Andrew Lynch’s Emily is an interesting story that starts in the toilets of a horseracing event. Janice (Alexandra Jay Jones) is a rich social butterfly who belittles toilet attendant Lena (Emily Fleeshman) for “not knowing her place”. But Janice soon discovers she has more in common with Lena as she thinks. A nice piece with some good twists but slightly dampened with messy blackouts to mark the three scene changes.
All Items of Value Have Been Removed is set in the future where the world’s countries have been bought up, leaving Britain the last standing and holding back from being sold. More frightful Tony Blair is having a second round of fame! The piece evidently carries a political message and one I’m sure is rather weighty, and certainly for now too big for 15 minute window. This satirical comedy could do with a second chance to reach it’s potential if performed in a different format.
The Outing is a lovely piece of writing and one I really enjoyed. Widower Frank (Josh Moran) meets social recluse Nellie (Jeni Howarth Williams) during a coach trip. The façade of this romantic comic piece is shattered with an unexpected twist, revealing how the ill doings and reputation of someone can unjustly be transferred to another.
Another favourite is found with Sugared Armour, a classic paradigm of estranged characters brought together through unfortunate circumstances. Gemma (Jo Dakin), Annie (Victoria Scowcroft) and Andy (Derek Hicks) all eagerly wait in a hospital waiting room for the fast approaching death of their mother. Memories are recalled, and wounds are opened - some of which run deeper than others, but the answers aren’t at the bottom of a pack of sausage rolls.
Heroine is the most poignant piece of the evening, bringing together two monologues performed simultaneously. Though living in two eras the female characters have the same objective; to prevent their daughter/sister from running away to fight in war. 1930s Ursula (Kerry Willison-Parry) discovers her daughter in the middle of the night about to leave to fight the Fascists in Spain, whereas in 2015 Aalia (Shila Iqbal) discovers her sister packing to fight for ISIS. By far the most thought provoking piece but I did find to be too ‘wordy’ which meant as an audience we didn’t respond as well as we should. Particularly the contemporary side of the script was in parts repetitive, but overall a piece that will be something special with a little bit of a tidy up.

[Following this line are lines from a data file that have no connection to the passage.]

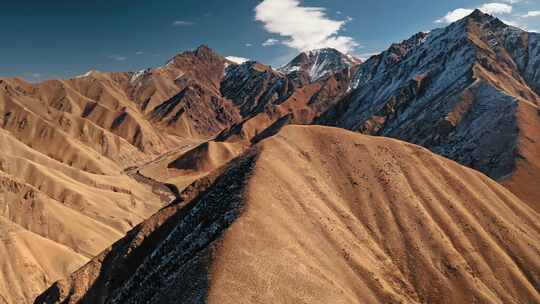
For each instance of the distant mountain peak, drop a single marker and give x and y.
(319, 63)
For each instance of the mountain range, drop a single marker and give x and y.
(411, 177)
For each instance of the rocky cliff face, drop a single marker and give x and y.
(317, 64)
(312, 208)
(460, 91)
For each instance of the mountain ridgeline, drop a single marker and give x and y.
(194, 181)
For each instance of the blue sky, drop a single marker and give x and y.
(64, 38)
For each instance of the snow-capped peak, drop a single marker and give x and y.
(87, 74)
(320, 63)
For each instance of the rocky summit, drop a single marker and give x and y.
(410, 177)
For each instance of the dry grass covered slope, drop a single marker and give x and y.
(323, 215)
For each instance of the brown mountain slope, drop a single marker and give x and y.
(66, 145)
(323, 215)
(468, 91)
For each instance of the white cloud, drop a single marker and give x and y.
(488, 8)
(182, 23)
(118, 57)
(270, 42)
(303, 27)
(532, 14)
(238, 60)
(496, 8)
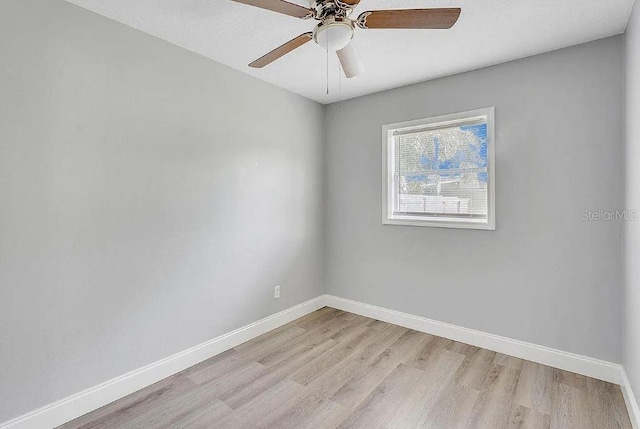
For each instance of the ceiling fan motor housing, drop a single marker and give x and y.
(333, 33)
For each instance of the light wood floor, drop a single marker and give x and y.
(333, 369)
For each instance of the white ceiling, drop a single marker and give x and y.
(488, 32)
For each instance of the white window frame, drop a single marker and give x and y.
(441, 221)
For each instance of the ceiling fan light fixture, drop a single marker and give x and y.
(333, 34)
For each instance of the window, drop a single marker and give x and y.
(439, 171)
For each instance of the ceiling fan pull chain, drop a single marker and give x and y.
(327, 64)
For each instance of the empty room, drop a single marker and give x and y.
(319, 214)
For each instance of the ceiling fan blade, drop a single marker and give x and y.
(281, 50)
(410, 18)
(280, 6)
(350, 60)
(349, 3)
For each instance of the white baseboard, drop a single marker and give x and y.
(93, 398)
(630, 400)
(595, 368)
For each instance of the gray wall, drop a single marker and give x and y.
(544, 276)
(632, 203)
(150, 199)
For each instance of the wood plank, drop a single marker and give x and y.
(332, 368)
(536, 387)
(374, 411)
(494, 404)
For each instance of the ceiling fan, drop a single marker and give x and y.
(336, 28)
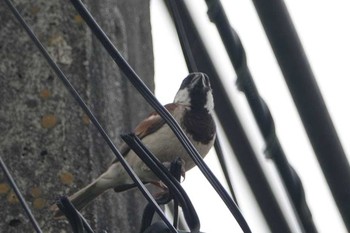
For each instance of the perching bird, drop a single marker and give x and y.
(192, 108)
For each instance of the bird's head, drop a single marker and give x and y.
(195, 91)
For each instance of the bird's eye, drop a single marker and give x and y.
(186, 82)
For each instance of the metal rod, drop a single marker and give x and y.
(234, 131)
(301, 82)
(262, 115)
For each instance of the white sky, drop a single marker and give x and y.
(323, 27)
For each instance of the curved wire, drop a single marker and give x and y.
(149, 97)
(262, 115)
(91, 116)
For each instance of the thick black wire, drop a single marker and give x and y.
(262, 115)
(308, 99)
(20, 197)
(192, 67)
(91, 116)
(168, 179)
(233, 129)
(147, 94)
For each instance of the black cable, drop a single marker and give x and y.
(20, 197)
(234, 131)
(308, 99)
(91, 116)
(147, 94)
(76, 220)
(262, 115)
(192, 67)
(167, 178)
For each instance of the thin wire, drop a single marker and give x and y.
(147, 94)
(91, 116)
(20, 197)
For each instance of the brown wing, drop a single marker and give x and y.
(148, 126)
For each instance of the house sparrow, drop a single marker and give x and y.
(192, 108)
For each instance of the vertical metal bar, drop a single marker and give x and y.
(262, 115)
(308, 100)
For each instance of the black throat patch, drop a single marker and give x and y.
(200, 124)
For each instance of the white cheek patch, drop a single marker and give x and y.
(210, 102)
(183, 97)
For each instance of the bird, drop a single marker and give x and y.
(192, 108)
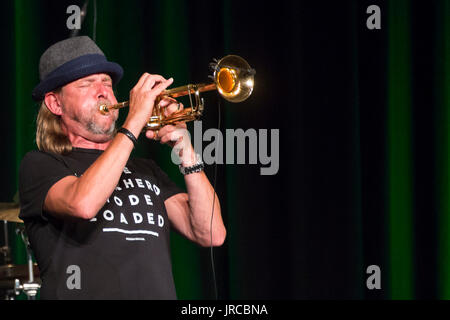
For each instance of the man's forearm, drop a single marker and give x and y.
(201, 197)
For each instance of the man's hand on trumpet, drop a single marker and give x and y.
(176, 136)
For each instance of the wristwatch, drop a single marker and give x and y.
(197, 167)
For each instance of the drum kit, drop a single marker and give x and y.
(16, 279)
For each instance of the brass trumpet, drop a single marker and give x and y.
(233, 79)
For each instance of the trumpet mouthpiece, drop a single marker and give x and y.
(103, 108)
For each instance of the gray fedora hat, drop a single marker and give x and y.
(69, 60)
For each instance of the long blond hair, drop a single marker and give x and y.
(49, 135)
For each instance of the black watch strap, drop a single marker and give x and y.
(128, 134)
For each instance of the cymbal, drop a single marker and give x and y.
(9, 211)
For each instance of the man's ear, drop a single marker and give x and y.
(53, 103)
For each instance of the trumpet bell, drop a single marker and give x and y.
(234, 78)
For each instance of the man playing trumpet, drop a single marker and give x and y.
(98, 221)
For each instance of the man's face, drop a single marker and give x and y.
(80, 100)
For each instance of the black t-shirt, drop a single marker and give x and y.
(122, 253)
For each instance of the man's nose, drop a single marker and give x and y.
(102, 91)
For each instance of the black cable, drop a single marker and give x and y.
(94, 32)
(212, 211)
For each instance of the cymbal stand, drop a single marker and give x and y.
(5, 249)
(30, 288)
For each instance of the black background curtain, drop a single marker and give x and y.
(363, 135)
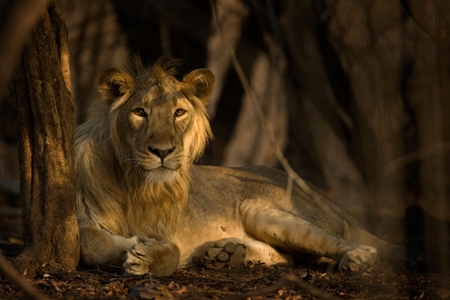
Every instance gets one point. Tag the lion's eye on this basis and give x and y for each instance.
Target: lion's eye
(139, 112)
(179, 112)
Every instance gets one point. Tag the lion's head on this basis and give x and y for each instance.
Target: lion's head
(158, 124)
(133, 155)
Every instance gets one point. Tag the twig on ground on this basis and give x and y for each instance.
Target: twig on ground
(24, 286)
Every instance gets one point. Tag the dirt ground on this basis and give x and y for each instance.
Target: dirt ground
(252, 281)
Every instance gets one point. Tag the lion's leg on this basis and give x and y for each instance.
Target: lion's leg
(136, 256)
(288, 231)
(100, 248)
(235, 251)
(158, 257)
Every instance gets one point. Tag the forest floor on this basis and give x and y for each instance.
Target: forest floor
(252, 281)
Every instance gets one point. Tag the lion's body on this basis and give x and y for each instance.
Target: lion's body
(144, 206)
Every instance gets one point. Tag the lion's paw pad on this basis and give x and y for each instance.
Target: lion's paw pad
(135, 262)
(230, 254)
(359, 259)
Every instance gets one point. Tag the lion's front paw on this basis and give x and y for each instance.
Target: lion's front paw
(225, 254)
(359, 259)
(137, 260)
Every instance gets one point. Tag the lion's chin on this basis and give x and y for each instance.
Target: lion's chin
(161, 174)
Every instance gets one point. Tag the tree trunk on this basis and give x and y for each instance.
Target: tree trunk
(46, 149)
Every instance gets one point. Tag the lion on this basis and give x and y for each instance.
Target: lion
(144, 206)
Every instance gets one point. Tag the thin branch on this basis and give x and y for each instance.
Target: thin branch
(24, 286)
(287, 281)
(258, 110)
(21, 18)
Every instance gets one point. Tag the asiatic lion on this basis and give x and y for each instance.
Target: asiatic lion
(144, 206)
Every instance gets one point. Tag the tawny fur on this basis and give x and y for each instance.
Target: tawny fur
(144, 206)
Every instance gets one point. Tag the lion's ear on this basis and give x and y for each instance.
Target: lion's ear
(113, 83)
(201, 82)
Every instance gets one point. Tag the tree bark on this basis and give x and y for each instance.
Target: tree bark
(46, 149)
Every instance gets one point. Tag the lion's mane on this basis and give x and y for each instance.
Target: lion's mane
(111, 192)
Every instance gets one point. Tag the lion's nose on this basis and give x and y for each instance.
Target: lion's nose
(161, 153)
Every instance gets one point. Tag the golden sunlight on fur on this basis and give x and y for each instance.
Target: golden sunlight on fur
(144, 207)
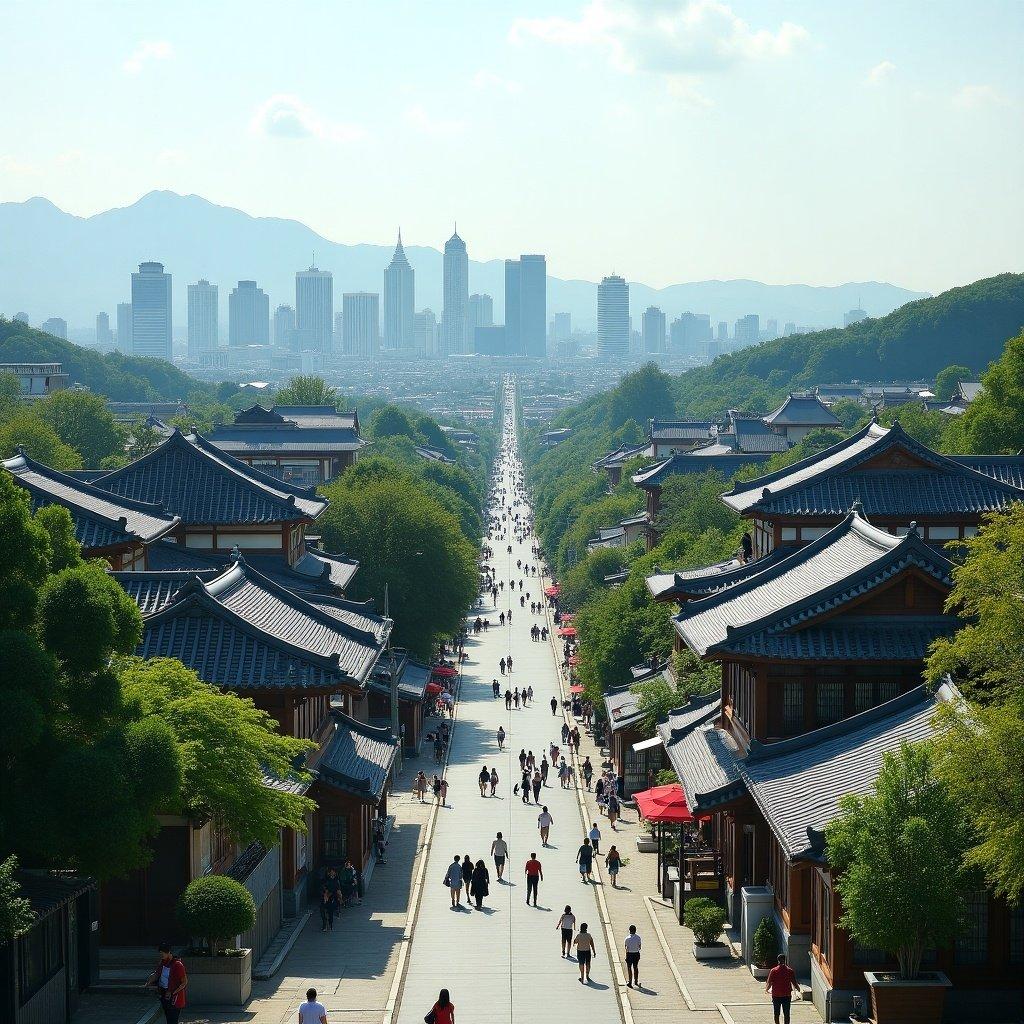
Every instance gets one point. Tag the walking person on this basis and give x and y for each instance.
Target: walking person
(632, 945)
(566, 925)
(585, 952)
(781, 983)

Equal Shares is a play most fitting it the comic expectations of JB Shorts. Two wrong women Joanne (Rachel Logan) and Claire (Eve Burley) mutual agree on a vengeance for Richard (Marlon Solomon) after discovering he has married both of them. A vengeance of which the women get to share Richard, but not in the way he expects, a silly light-hearted piece to end another successful collection of JB Shorts.